Sister Carrie
“People in general attach too much importance to words. They are under the illusion that talking effects great results. As a matter of fact, words are, as a rule, the shallowest portion of all the argument. They but dimly represent the great surging feelings and desires which lie behind. When the distraction of the tongue is removed, the heart listens.” ― Theodore Dreiser, Sister Carrie
This was my introduction to the world of Theodore Dreiser more than forty years ago when I was devouring American literature in high school. His journalistic prose style, while sometimes prolix, was just right for me and I read his novels about Frank Cowperwood and the massive An American Tragedy.
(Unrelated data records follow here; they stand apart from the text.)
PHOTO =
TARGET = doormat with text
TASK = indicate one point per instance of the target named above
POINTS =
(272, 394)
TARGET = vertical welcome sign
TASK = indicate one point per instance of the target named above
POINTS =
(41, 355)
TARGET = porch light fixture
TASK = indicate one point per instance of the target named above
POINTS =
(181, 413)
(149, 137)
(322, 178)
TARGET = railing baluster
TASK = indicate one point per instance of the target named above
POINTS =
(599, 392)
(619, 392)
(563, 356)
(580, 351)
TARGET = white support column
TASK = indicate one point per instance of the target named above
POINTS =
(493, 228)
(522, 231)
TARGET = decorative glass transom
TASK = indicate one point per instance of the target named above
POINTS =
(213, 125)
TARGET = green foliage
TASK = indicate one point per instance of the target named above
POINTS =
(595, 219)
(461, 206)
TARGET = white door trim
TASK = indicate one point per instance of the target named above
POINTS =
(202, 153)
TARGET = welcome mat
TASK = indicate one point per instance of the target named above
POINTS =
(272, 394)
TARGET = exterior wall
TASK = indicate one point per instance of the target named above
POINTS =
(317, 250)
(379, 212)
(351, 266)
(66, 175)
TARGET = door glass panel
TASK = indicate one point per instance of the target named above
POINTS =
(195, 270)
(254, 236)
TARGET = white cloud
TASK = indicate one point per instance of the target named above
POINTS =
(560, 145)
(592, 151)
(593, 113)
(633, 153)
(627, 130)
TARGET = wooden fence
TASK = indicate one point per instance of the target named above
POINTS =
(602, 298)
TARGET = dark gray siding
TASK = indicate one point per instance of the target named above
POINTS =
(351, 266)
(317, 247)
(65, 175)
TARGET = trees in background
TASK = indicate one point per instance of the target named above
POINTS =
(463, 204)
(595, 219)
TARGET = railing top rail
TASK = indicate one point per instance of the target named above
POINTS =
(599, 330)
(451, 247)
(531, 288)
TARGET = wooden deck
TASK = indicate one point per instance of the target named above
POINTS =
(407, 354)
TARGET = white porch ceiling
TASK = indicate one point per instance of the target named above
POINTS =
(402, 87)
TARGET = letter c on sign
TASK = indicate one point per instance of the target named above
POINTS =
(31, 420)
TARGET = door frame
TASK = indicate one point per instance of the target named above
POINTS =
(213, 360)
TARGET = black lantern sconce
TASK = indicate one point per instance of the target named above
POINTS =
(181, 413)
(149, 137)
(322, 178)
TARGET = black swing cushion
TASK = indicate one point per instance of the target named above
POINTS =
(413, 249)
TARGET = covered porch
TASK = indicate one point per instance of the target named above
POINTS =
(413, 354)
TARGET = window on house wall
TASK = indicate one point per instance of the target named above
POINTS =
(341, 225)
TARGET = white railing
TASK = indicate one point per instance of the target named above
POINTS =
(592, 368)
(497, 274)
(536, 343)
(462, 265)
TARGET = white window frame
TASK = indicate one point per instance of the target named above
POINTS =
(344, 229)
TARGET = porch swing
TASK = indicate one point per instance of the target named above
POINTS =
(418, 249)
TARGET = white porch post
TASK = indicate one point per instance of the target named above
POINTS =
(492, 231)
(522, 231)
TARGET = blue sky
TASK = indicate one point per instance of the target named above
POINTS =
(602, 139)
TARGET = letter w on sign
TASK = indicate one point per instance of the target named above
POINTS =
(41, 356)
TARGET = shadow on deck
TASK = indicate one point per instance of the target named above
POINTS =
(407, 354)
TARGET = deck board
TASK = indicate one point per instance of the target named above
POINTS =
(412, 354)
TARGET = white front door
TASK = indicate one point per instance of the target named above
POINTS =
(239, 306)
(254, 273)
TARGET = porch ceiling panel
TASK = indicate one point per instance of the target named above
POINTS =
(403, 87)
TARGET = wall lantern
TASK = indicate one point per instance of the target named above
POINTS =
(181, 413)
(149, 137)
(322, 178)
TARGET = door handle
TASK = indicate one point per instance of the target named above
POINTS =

But before Clyde Griffiths' downfall there was the story of Sister Carrie, published on November 8, 1900 to a prolonged uproar, that riveted me as she succumbed to the advances of vastly more experienced men. A Pamela some 150 years on, Carrie also confronts temptation, making the leap from her small town to Chicago and, feeling that she had few options, into the calculating arms of the travelling salesman, Drouet. After overcoming her doubts about sharing the salesman’s apartment, she stands before the window looking into her "never wholly convincing” conscience:
"It was only an average little conscience, a thing which represented the world, her past environment, habit, convention, in a confused way. With it, the voice of the people was only the voice of God.
“Oh, thou failure!” said the voice.
“Why?” she questioned.
“Look at those about,” came the whispered answer. “Look at those who are good. How would they scorn to do what you have done. Look at the good girls; how will they draw away from such as you when they know you have been weak. You had not tried before you failed.”
Carrie moves up the social ladder to the wealthy George Hurstwood. Fleeing an unhappy marriage he takes her to New York City. There things take a turn, for while the book is of course about Carrie herself as the story goes on, it becomes more of Hurstwood’s tale. Yes, Carrie is still the force driving it, but we are given two separate lives—as Carrie manages to thrive, Hurstwood becomes homeless, helpless. The handling of these characters and their tragic lives makes this a great book by one of America's best writers.